Gültigkeit, Wirksamkeit und Gerechtigkeit von Rechtsnormen

  • Gültigkeit: Eine Regel ist gültig, wenn sie die in der Rechtsordnung festgelegten Bedingungen erfüllt. Diese sind:
    • Sie muss von der zuständigen Stelle erlassen worden sein.
    • Sie muss nach dem ordnungsgemäßen Verfahren erlassen worden sein.
    • Sie darf nicht aufgehoben worden sein.
    • Sie darf nicht im Widerspruch zu einer anderen Regel stehen.
  • Wirksamkeit: Eine Regel ist wirksam, wenn sie:
    • spontan erfüllt wird.
    • aus Angst vor der Strafe befolgt wird.
    • trotz Umgehung der Sanktionen durchgesetzt wird.
    • angewendet wird, auch wenn Sanktionen nicht durchgesetzt werden können.
  • Gerechtigkeit: Eine Regel ist gerecht, wenn sie einem bestimmten Standard der Moral entspricht.

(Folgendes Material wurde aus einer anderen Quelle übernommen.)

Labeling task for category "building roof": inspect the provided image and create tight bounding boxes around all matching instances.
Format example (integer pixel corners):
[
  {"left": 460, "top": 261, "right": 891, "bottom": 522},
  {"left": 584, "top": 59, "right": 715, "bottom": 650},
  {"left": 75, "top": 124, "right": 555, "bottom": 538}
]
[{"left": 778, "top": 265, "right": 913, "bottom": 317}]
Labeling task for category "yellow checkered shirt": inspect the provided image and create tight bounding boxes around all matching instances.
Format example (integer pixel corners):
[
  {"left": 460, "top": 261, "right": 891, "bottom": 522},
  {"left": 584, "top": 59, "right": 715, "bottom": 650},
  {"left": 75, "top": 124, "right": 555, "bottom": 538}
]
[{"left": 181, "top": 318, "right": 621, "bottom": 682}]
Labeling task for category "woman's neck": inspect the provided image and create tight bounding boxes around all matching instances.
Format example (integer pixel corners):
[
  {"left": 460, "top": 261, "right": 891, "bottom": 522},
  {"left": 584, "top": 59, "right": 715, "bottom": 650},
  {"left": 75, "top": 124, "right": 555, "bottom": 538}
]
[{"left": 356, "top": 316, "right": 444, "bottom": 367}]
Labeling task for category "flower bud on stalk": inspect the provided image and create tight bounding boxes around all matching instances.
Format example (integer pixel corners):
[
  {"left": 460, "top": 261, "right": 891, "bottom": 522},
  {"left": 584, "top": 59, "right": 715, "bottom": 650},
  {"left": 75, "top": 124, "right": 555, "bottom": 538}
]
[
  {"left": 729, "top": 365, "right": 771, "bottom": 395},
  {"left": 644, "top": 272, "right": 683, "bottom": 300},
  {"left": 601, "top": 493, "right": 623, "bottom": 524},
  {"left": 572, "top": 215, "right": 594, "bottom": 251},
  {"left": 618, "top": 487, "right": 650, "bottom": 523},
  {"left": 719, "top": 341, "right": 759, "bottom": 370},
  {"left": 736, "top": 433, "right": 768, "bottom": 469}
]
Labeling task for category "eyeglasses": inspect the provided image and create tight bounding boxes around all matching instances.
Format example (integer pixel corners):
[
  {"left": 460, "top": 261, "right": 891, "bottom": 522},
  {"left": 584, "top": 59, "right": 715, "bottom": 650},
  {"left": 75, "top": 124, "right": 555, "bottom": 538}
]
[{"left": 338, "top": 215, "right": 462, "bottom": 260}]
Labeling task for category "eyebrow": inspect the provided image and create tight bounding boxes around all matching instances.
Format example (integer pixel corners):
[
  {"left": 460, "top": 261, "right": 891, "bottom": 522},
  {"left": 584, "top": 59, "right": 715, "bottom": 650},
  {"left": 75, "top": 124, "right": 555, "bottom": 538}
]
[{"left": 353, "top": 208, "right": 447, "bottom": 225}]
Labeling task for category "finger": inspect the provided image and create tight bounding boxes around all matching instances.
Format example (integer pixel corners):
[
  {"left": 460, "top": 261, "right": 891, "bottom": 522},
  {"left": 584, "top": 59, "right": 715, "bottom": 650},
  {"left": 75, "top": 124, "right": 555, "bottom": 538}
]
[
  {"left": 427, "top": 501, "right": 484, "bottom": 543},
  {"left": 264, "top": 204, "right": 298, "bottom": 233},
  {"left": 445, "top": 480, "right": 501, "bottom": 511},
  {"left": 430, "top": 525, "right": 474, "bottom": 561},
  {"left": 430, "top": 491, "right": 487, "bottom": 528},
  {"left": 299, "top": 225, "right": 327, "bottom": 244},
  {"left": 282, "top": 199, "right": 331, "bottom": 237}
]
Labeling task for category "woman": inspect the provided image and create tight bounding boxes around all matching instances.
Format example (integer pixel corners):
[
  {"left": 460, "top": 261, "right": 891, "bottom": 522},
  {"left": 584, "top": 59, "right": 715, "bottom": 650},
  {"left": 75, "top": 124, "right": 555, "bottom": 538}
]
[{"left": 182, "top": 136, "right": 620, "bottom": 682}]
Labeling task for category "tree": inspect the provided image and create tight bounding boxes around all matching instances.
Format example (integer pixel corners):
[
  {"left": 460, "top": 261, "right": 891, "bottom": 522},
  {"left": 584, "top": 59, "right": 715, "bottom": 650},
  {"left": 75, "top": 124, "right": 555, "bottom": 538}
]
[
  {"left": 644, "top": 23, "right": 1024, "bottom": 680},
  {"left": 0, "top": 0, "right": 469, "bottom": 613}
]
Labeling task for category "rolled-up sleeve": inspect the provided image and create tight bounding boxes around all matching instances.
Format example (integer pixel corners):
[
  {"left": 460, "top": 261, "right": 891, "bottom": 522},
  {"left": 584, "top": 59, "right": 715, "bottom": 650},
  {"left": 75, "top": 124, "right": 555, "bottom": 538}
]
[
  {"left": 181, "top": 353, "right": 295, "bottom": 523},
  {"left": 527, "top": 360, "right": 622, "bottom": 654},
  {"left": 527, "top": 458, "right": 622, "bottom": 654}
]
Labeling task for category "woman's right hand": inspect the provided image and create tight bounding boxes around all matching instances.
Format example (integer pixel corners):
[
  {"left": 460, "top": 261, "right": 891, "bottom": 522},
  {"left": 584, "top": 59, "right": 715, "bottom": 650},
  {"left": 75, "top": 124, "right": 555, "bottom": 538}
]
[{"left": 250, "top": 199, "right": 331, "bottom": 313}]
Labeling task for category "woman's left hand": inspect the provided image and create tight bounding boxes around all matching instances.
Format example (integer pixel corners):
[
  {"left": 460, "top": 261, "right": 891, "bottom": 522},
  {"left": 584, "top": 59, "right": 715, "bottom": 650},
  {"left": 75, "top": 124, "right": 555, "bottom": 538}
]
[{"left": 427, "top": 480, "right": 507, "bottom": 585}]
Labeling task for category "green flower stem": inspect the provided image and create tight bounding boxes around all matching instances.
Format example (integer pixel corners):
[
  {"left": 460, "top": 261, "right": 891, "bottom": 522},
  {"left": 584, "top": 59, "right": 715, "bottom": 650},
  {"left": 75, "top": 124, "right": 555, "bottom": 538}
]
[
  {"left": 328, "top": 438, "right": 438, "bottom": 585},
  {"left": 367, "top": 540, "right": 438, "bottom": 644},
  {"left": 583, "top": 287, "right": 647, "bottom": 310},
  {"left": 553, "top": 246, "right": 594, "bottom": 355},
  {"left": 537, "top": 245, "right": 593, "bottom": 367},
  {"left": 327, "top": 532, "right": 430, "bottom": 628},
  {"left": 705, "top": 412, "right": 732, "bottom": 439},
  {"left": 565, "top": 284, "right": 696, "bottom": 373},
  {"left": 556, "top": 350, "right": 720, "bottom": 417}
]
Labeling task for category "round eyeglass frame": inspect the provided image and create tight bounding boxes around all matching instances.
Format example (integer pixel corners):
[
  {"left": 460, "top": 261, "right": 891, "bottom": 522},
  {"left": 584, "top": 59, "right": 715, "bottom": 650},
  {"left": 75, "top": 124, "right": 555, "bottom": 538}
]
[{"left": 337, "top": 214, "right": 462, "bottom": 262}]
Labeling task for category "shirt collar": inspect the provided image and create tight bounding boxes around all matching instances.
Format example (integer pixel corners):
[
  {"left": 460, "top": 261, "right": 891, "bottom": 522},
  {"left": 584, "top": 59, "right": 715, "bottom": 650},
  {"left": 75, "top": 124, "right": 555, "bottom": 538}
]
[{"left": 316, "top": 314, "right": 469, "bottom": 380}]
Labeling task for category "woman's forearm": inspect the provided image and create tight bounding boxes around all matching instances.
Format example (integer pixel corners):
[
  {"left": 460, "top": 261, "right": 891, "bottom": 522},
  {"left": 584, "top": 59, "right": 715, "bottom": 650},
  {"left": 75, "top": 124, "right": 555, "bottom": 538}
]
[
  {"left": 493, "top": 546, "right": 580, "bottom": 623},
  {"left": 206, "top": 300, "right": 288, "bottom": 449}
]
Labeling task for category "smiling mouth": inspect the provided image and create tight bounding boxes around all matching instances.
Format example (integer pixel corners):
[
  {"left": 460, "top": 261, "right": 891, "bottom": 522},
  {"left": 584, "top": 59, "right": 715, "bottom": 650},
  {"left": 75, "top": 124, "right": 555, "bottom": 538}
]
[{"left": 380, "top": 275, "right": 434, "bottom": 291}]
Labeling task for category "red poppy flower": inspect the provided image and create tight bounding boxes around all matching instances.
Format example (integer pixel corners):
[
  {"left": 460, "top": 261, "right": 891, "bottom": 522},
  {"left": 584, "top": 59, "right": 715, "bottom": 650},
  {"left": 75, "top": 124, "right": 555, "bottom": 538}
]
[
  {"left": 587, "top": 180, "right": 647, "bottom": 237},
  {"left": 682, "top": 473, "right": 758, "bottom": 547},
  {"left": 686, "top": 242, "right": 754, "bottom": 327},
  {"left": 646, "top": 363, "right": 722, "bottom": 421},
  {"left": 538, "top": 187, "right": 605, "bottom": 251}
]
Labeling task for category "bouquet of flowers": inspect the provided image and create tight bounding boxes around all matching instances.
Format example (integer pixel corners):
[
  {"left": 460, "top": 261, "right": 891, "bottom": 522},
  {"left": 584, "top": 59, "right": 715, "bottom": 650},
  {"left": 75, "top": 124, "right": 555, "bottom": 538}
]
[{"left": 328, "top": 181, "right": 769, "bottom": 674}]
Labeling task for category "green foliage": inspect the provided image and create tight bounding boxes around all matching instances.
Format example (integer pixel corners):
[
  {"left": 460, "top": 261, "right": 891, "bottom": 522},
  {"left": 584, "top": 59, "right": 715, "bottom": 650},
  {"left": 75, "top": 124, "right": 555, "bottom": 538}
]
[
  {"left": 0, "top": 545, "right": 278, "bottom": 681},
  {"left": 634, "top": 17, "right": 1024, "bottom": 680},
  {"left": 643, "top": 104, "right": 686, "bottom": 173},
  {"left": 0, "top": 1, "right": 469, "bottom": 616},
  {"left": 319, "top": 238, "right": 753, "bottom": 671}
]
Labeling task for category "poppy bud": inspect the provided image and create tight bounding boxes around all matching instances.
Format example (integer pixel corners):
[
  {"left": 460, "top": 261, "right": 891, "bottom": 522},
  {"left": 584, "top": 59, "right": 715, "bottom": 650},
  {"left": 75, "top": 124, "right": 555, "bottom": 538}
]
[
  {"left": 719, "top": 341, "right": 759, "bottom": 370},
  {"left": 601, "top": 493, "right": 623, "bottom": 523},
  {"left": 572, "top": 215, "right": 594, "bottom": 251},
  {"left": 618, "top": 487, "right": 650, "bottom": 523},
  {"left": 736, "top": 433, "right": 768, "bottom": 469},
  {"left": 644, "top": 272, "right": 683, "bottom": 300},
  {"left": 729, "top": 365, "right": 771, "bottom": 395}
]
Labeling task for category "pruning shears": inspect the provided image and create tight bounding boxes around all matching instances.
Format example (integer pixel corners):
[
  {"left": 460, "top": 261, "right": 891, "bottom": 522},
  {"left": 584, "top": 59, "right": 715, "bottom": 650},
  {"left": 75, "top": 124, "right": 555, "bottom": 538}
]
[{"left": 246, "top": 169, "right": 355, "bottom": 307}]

Rechtspositivismus und Naturrecht

  • Positivismus:
    • Ethischer Skeptizismus: Nur empirisch überprüfbare Aussagen können richtig oder falsch sein.
    • Ideologischer Positivismus: Gültiges Recht ist verbindlich und muss von Richtern und Bürgern befolgt werden (Herstellung des sozialen Friedens).
    • Juristischer Formalismus: Das Recht ist ein vollständiges und kohärentes System von Regeln, das aus der Gesetzgebung stammt.
    • Methodischer Positivismus: Das Recht kann anhand seiner beschreibenden Eigenschaften charakterisiert werden.
    • Soziologischer Realismus: Das Recht ist die Gesamtheit der Vorhersagen darüber, was Richter tun werden. Gesetze dienen nur dazu, zu wissen, was Richter als Recht bezeichnen. (Schule des freien Willens)
  • Naturrecht: Neben dem positiven Recht existiert ein Naturrecht.
    • Ontologisches Naturrecht: Das Recht muss bestimmten ethischen Grundsätzen entsprechen, um als solches zu existieren.
    • Deontologisches Naturrecht: Das Recht muss bestimmten Gerechtigkeitsprinzipien entsprechen, um gerecht zu sein.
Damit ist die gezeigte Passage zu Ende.